Novick Tessa K, Kushel Margot, Crews Deidra
Division of Nephrology, University of Texas at Austin, Dell Medical School, Austin, TX.
Center for Vulnerable Populations, University of California San Francisco, San Francisco, CA.
Kidney Med. 2022 Mar 7;4(4):100443. doi: 10.1016/j.xkme.2022.100443. eCollection 2022 Apr.
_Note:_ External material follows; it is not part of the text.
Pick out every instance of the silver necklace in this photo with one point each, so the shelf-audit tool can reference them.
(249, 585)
Stable housing is essential for health. Over 580,000 Americans experienced homelessness during one night in 2020, and over 37 million households spend over 30% of their income on housing. Unstable housing has been associated with mortality, acute care utilization, communicable and non-communicable diseases, a higher risk of kidney disease, and kidney disease progression. In this review, we define various forms of unstable housing, provide an overview of the interaction between unstable housing and health, and discuss existing evidence associating housing and kidney disease. We provide historical context for unstable housing in the United States, and detail policy, community, and individual-level factors that contribute to the risk of unstable housing. Unstable housing likely affects kidney health via a complex interplay of individual and structural factors. Various screening tools are available for use by providers. Special considerations should be made when working with individuals experiencing unstable housing to meet their unique needs, facilitate health care engagement, and optimize outcomes. Housing interventions have been shown to improve outcomes and should be examined for their role in kidney disease.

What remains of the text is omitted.